College students may also benefit from a special checking account. Some of the best checking accounts for students are offered by well-known banks such as Chase and Capital One.

While many banks offer no monthly fees for college student banks accounts, it is still important to compare student bank accounts before you sign up.  For example, some banks will still charge an overdraft fee for college checking accounts. Be sure to always weigh the pros and cons before selecting your student bank account.

Choose a Bank With No Overdraft Protection Fees

If your account is overdrafted, you can end up owing your bank a lot of money in overdraft fees. When looking to save money on your bank account, one of the best things you can do is to find a bank with no overdraft fees.

Typically, if you make a purchase that costs more than your current account balance, your bank will automatically cover it with overdraft protection. While this can be helpful, banks may charge as much as a $36 fee for each time you use overdraft protection.

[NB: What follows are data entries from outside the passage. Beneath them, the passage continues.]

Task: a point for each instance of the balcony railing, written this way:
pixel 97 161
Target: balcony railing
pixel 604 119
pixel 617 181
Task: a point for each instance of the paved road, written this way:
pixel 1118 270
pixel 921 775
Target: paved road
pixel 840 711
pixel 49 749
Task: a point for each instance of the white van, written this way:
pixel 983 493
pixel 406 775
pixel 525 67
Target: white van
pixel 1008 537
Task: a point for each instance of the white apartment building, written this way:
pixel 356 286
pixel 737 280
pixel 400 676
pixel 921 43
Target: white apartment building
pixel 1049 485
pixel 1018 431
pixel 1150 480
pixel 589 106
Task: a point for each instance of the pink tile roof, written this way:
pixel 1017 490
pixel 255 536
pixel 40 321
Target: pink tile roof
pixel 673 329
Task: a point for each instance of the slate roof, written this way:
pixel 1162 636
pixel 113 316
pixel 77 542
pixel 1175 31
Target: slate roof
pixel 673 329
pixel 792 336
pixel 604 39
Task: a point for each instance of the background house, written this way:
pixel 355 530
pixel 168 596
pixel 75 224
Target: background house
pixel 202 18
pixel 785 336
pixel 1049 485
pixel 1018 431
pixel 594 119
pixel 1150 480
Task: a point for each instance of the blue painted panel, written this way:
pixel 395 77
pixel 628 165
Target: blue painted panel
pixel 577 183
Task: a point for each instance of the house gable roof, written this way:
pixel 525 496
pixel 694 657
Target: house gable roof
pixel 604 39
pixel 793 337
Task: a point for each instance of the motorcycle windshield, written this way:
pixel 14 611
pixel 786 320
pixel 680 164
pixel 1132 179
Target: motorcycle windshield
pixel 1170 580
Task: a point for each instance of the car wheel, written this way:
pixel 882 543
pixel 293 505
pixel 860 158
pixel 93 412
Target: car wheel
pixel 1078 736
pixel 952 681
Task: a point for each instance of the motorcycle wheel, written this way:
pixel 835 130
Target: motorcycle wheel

To keep from paying overdraft fees, you can opt out of overdraft protection. This will ensure that any purchases are declined if you have insufficient funds in your account, and your account balance never falls below $0. But if you would like the benefit of overdraft protection, you can instead find a checking account that does not charge an overdraft fee.

There are a variety of banks with no overdraft fee. One example is the Chime SpotMe account. This account allows account holders to be “spotted” up to $100 in overdraft protection without incurring a fee. The downside to this account is that, since it is a mobile-only bank, it may be hard to find ATMs you can use without incurring an out-of-network ATM fee. As always, it pays to weigh out your options and figure out which fee you are less likely to incur.